Recuerdo cierta vez en que realicé una evaluación psiquiátrica de un joven que había sido arrestado por robar un banco. El asalto había sido planeado tan chapuceramente que su propósito parecía ser que el ladrón fuera arrestado y no que consiguiera dinero. El joven señalaba orgullosamente su foto en la primera plana del periódico. ¡Lo había logrado! Ahora era alguien; alguien negativo, pero alguien, al fin.

Si bien no todos los intentos por resolver el problema de identidad son tan marcadamente patológicos como éste, muchos están, sin embargo, lejos de ser saludables. El tener una sana autoestima evitaría la necesidad de resolver cualquier problema de identidad.

Una persona que siente que carece de identidad puede tratar de adquirir una perteneciendo a algo. Esto es descripto por el Gaón de Steipl (Jaié Olam, vol. 1, cap. 5) en su perspicaz observación de personas que defienden ideales y congregan a la gente bajo el estandarte de algún movimiento ideológico al que luego glorifican o incluso adoran.

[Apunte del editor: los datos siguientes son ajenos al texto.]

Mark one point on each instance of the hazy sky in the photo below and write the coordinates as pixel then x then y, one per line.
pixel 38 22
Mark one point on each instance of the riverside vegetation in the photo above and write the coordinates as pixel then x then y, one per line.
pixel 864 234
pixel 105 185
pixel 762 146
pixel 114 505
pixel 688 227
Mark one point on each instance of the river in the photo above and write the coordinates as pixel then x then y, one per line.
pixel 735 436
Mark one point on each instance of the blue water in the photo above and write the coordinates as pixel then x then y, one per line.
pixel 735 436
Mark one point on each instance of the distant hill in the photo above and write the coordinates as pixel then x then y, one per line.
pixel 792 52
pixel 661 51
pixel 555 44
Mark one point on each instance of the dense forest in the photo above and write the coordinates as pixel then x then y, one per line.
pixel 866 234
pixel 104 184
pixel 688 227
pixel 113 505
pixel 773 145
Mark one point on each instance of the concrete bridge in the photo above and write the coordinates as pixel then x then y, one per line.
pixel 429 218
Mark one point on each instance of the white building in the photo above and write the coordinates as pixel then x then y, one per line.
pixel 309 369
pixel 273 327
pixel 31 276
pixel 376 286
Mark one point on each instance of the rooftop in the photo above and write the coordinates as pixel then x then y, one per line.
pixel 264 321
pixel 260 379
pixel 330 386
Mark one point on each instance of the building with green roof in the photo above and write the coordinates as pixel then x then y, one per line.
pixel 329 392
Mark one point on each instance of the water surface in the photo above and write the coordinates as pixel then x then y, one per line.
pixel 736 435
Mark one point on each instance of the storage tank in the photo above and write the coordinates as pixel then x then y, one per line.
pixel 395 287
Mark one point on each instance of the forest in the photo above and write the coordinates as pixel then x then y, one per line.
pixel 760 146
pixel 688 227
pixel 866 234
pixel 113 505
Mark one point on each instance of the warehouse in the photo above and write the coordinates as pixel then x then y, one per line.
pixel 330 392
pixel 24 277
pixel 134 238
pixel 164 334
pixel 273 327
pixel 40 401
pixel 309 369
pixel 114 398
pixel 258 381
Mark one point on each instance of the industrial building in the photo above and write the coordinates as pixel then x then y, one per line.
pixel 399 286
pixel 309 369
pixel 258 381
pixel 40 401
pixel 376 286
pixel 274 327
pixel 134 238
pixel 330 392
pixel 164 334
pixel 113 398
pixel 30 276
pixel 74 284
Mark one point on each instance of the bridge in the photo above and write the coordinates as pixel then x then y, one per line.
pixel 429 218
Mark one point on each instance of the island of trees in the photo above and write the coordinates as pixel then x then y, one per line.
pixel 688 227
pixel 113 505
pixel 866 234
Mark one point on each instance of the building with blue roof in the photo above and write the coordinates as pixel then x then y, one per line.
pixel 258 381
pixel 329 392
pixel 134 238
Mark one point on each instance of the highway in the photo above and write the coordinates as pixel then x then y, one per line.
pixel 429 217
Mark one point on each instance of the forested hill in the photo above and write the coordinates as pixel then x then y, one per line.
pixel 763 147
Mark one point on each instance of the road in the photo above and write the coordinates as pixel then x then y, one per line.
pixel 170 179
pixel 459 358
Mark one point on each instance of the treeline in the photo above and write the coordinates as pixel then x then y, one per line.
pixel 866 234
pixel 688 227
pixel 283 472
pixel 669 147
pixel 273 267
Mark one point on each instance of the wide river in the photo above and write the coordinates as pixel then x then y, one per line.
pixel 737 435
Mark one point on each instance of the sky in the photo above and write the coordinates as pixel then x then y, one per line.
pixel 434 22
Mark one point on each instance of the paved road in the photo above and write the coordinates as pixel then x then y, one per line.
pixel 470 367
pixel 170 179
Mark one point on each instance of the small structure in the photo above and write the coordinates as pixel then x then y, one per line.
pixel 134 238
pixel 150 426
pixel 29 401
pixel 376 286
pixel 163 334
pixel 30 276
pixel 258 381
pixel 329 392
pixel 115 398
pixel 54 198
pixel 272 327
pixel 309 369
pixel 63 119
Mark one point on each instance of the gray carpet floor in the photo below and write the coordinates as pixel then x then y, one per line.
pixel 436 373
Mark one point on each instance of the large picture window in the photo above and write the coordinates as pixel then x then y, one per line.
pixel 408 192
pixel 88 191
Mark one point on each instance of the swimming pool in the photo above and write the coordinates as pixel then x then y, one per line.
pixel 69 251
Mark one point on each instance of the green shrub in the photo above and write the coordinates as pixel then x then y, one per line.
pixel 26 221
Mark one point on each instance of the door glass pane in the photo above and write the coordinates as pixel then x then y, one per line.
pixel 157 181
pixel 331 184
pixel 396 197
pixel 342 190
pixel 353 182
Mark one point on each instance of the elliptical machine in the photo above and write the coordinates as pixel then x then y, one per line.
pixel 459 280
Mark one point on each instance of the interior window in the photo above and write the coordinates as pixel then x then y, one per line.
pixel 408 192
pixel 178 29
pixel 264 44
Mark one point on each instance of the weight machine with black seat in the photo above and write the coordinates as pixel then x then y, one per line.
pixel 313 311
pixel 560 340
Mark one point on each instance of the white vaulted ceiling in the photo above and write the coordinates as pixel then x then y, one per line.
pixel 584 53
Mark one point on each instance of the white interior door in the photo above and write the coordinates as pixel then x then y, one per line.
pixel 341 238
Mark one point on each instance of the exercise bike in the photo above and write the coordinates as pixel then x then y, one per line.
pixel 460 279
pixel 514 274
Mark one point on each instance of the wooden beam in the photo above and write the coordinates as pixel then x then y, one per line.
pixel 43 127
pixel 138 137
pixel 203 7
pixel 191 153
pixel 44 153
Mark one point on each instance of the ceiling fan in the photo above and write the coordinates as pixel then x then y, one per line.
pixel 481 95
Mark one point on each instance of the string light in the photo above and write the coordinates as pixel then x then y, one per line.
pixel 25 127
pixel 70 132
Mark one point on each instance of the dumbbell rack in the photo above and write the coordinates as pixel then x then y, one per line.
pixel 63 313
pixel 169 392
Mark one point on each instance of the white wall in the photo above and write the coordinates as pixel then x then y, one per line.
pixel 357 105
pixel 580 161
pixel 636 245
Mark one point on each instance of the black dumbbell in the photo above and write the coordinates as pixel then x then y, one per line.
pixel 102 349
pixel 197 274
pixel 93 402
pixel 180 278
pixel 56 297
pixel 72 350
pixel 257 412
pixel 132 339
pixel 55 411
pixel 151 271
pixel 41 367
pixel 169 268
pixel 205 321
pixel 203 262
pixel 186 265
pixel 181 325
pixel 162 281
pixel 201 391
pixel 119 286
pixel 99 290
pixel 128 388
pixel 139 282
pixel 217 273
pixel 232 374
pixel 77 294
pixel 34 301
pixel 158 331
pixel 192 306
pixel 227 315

El establece que en esta forma las personas que no pueden sentirse valiosas adquieren un sentimiento de valorización identificándose con algo que ellas pueden considerar sublime.

Otra técnica para adquirir una identidad se parece un tanto a la descrita en el caso del súpertriunfador, en el hecho de que aunque pueda tener algunos elementos compensatorios, éstos se producen a un costo extraordinario. Las personas sin un sentimiento de identidad pueden esforzarse y alcanzar posiciones y títulos prestigiosos. Para la pregunta que antes había resultado tan dolorosa, «¿qué soy?», ellas tienen ahora una respuesta: «soy un médico», o «soy un abogado» o «soy presidente de una organización», o «soy el dueño de una mansión o de un lujoso automóvil». Como en el caso del súpertriunfador, los intentos para remediar deficiencias inexistentes resultan insatisfactorios y estas personas se convierten, invariablemente, en desdichados médicos, abogados, poseedores de elegantes automóviles, etc. La falta de efectividad de esta táctica para alcanzar una identidad está bellamente ilustrada en una de las leyendas de los «sabios de Jelm».

Uno de ellos visitó cierta vez una casa pública de baños y se encontró en un «terrible aprieto», porque sin las ropas que lo distinguiesen de los demás todos parecían ser esencialmente iguales. «Entre todos estos hombres que parecen iguales», se dijo a sí mismo, «¿cómo sabré cuál soy yo?» Luego de pensarlo cuidadosamente, se le ocurrió una brillante idea.

Tomó un trozo de cuerda roja y la ató alrededor del dedo gordo de su pie. ¡Ahora era otra cosa! No había forma de que pudiera perderse entre tantos hombres iguales.

Desafortunadamente, mientras se enjabonaba y duchaba, la cuerda roja se deslizó fuera de su dedo y otro bañista la pisó de tal manera que quedó enganchada en el dedo gordo de su pie. Después de un rato, el «sabio de Jelm» advirtió al portador de la cuerda roja, luego miró su propio pie y, por supuesto, no vio nada. Quedó confuso y acercándose al otro hombre le dijo: «Perdóneme, pero quizá pueda usted ayudarme. Sé muy bien quién es usted, pero, ¿podría usted decirme quién soy yo?»
Este jugoso relato popular contiene una profunda enseñanza psicológica. Si mi identidad es una cuerda roja, quienquiera que la lleve puesta tiene mi identidad. Si mi identidad es el exótico automóvil o el hogar, ella será el resultado del título y yo permaneceré invariable.

La afirmación «soy un médico» expresa lo que hago, y la expresión «soy dueño de esa mansión» indica lo que tengo, pero ninguna de las dos dice qué soy yo. Si nos resulta difícil describirnos a nosotros mismos como no sea en términos de lo que hacemos o poseemos, ello indica cuánto nos hemos desviado del verdadero sentido del propio yo.